“Ah, Kate!” he cried, springing out of the carriage. “Mad Kate, merry Kate, the daintiest Kate of all the Kates, and sometimes the curst, that right merrily I will.”

On the way home he induced her to talk of Gorgas, and as an elder sister she entered readily into a discussion of her future education. She told of the child’s fondness for boyish sports. Did he know that Gorgas had won a huge silver cup in a tennis contest? Yes, indeed; she had carried it off matched against pretty stout boys. Quite a hoyden, she was. Of course, she was getting too old for that sort of thing now. Something had to be done. She agreed that whatever it should be, it should be done gradually. The child must not be driven. So Blynn very adroitly filled Miss Keyser’s mind with the right attitude toward Gorgas. He was sure of having an ally in the work he had before him, and one that would not in his absence set up wrong family currents.

Twilight was settling when they arrived home. From McAlley, stableman, errand-boy and gardener, he learned that Gorgas and “Gyp” had not come back.

“She’ll be ’long soon,” McAlley remarked without concern. “Mebbe ‘Gyp’ is playin’ lame. He’s a scamp, that he is, a scamp.”

Blynn could not share McAlley’s indifference. His heart beat horridly, and for no good reason that his mind could tell him. The family always dined late, and the household was run on a do-as-you-please system. Perhaps this child had been out at dusk many times before. All that he told himself; yet terrifying apprehension seized him.

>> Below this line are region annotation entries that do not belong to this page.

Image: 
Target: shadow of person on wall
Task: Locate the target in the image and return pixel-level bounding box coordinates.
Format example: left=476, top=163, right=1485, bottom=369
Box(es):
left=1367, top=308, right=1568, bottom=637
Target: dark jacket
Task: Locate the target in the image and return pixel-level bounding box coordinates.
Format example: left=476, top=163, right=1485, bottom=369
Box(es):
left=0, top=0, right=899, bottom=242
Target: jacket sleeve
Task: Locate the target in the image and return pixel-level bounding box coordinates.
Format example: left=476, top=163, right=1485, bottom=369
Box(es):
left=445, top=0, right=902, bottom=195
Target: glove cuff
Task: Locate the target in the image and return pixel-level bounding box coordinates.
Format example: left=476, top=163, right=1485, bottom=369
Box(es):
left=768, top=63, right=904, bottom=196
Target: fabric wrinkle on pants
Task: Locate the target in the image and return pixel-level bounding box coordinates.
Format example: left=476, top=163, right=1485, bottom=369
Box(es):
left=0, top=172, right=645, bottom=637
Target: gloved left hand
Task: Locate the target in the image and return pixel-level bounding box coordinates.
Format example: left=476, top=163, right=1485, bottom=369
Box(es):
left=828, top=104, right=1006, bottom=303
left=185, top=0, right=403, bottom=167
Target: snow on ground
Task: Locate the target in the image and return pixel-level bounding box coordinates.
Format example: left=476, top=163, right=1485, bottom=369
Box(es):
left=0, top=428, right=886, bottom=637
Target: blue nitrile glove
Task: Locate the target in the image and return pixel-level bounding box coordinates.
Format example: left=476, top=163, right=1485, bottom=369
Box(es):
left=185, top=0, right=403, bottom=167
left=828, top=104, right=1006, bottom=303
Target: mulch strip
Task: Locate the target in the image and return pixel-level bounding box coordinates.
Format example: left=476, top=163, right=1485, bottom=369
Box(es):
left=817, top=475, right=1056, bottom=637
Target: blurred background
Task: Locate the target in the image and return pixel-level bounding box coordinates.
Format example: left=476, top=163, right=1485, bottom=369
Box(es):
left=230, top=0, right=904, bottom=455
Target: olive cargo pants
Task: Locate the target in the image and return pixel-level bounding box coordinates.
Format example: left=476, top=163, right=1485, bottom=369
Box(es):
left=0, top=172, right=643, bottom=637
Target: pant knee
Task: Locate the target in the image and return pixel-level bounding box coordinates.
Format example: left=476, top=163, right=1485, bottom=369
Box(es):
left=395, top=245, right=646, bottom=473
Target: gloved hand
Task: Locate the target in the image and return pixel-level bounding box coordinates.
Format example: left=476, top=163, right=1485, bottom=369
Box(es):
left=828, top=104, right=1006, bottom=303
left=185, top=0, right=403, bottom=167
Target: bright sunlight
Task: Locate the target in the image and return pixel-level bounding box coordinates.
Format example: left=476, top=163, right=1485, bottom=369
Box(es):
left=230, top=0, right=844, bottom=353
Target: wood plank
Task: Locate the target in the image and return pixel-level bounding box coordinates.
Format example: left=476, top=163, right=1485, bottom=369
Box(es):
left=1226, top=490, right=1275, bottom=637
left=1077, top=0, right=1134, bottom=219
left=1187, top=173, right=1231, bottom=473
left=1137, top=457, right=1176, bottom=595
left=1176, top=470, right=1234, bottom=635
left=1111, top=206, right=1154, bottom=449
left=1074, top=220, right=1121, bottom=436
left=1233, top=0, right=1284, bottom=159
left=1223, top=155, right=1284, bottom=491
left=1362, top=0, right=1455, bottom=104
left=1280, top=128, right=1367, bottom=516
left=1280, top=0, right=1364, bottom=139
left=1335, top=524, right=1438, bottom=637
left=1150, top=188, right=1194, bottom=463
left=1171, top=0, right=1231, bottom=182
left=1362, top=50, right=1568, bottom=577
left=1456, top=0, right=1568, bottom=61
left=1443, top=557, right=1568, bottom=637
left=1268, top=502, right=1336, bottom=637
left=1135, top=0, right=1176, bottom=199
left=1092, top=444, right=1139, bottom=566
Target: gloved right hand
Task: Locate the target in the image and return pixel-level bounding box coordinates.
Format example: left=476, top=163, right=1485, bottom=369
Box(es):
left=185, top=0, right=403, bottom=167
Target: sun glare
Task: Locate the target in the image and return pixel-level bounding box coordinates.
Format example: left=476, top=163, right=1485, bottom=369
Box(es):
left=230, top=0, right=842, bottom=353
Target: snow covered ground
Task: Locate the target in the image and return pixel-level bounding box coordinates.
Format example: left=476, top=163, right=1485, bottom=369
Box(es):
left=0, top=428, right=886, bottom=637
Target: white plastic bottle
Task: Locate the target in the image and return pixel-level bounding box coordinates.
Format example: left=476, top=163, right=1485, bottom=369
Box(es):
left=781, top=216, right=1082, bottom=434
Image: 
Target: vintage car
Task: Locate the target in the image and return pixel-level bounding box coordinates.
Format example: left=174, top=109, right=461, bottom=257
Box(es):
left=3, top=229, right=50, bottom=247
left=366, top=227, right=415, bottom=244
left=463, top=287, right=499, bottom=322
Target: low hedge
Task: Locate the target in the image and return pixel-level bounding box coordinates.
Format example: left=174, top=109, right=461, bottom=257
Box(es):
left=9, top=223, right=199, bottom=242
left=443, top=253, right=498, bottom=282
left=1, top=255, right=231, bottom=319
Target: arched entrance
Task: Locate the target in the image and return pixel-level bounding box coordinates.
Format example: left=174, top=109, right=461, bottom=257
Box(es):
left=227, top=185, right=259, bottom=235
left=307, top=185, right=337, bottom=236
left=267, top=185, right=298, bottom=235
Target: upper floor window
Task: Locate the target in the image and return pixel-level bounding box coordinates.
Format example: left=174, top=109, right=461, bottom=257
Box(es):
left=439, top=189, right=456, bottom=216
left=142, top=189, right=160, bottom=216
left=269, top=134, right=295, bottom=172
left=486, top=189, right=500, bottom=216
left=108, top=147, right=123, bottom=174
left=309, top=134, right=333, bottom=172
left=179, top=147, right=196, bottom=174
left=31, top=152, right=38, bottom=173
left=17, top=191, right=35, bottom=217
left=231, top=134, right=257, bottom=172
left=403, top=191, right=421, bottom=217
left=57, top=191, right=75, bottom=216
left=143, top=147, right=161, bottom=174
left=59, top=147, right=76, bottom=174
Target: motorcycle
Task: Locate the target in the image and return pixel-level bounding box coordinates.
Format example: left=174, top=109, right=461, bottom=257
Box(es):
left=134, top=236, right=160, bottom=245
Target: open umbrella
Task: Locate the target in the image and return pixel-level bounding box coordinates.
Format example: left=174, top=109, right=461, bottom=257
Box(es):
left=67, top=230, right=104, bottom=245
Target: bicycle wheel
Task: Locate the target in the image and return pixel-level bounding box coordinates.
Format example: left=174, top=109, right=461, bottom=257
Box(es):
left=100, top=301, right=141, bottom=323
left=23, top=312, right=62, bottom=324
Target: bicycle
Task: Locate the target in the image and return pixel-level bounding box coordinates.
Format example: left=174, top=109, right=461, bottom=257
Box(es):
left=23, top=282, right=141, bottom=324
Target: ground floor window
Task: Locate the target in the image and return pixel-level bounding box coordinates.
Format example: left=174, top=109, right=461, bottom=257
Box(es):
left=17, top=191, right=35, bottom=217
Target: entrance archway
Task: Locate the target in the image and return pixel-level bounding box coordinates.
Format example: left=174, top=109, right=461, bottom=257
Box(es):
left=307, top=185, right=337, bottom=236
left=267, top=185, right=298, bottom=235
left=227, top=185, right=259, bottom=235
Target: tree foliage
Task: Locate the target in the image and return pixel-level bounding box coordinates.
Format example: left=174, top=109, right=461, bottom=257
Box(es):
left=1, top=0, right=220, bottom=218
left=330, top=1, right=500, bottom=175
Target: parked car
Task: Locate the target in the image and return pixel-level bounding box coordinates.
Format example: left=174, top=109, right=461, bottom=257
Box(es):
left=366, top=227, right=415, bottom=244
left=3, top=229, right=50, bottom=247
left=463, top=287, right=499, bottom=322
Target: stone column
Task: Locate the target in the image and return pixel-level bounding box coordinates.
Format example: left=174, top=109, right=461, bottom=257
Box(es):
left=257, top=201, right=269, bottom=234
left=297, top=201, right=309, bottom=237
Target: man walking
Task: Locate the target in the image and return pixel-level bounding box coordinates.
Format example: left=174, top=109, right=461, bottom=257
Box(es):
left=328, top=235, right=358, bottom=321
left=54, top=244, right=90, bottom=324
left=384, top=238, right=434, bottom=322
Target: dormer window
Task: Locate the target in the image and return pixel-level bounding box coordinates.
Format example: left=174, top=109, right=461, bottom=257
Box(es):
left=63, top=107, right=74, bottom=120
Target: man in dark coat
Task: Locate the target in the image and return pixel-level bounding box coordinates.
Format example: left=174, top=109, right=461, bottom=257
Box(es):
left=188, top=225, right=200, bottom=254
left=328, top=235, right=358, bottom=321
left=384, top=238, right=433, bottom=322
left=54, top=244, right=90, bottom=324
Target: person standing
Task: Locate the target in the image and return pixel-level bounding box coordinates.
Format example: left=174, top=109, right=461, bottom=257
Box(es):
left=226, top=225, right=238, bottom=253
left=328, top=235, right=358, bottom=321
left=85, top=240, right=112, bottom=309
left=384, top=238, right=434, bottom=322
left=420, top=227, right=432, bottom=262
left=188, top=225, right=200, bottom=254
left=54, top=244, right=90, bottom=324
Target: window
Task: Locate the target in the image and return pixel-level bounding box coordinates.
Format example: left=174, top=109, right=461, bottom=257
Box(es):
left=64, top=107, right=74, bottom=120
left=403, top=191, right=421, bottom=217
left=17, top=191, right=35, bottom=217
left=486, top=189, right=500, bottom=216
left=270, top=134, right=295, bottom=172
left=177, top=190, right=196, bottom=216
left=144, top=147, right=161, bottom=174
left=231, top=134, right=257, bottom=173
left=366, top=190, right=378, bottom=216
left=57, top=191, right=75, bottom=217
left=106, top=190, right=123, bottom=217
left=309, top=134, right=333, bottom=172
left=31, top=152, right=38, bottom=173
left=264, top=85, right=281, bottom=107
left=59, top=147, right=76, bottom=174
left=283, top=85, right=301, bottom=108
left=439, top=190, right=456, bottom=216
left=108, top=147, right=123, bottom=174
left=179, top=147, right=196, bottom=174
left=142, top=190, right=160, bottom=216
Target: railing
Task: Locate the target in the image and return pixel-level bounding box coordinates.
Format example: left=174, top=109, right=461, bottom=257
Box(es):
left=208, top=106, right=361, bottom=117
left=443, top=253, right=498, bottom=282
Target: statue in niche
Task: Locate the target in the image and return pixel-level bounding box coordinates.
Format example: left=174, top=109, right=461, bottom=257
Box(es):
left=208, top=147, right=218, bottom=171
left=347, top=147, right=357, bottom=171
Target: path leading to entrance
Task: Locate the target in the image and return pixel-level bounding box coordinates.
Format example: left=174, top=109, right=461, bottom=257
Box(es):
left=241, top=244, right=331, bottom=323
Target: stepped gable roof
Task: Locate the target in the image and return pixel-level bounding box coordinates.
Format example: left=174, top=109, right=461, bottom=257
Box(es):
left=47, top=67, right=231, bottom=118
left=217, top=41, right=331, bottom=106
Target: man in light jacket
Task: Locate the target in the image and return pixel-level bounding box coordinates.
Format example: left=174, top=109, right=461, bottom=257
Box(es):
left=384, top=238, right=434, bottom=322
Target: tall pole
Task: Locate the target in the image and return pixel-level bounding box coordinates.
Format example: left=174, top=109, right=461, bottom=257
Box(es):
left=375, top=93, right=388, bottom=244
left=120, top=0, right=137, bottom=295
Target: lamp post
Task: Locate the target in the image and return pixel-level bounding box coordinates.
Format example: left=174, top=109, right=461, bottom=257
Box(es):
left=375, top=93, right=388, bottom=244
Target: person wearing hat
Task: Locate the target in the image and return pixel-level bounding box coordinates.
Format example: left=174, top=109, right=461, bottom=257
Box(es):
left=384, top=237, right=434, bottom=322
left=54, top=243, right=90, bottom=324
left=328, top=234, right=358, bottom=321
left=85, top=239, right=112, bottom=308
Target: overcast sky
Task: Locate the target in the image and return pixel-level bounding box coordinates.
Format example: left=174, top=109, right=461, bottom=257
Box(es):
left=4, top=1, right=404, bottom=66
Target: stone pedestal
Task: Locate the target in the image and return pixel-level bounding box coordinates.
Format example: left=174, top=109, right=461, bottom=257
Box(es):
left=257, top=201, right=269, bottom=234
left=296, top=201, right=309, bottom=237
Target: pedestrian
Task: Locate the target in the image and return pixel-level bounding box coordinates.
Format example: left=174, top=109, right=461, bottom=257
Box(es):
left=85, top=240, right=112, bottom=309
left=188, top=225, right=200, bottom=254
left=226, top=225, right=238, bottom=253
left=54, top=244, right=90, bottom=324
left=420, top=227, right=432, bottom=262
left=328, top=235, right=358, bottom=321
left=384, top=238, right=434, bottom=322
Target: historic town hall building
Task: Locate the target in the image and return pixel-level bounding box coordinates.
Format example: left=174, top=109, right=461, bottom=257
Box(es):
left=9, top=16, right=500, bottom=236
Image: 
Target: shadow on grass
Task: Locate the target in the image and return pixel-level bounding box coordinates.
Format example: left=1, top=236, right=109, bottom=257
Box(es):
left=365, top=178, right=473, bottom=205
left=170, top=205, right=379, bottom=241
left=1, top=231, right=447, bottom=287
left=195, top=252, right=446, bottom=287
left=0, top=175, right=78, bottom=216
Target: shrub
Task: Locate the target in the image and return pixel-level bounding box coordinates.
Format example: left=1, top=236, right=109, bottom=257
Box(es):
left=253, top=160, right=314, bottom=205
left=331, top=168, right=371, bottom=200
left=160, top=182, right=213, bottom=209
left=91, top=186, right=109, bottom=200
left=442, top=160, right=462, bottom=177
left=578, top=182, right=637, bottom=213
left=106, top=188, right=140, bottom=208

In fifteen minutes he was plunging down Cresheim Valley, now quite shadowy. Up the hill before him came a slow figure walking beside a horse. He dove into the bushes and watched her pass him. In the deceptive gloom she seemed to him again a self-possessed little woman. Far enough back he followed, within him the sickening relief that comes after sudden fear.

“I’ll never get used to this,” he said to himself, as he lost sight of her in the dark, when she turned into her own lane. “If that lassie belonged to me I’d see that she’d come home in daylight. She has no idea of the risk she’s running.”

He could not discern figures any longer, but he could make out McAlley’s lantern and could hear the voices.

He was feeling quite peaceful until one-armed “Aurora,” the lamp-lighter, who always loped along half bent over, gave him a fright by suddenly bobbing around the corner and scuttling across the road to a crazy street-lamp.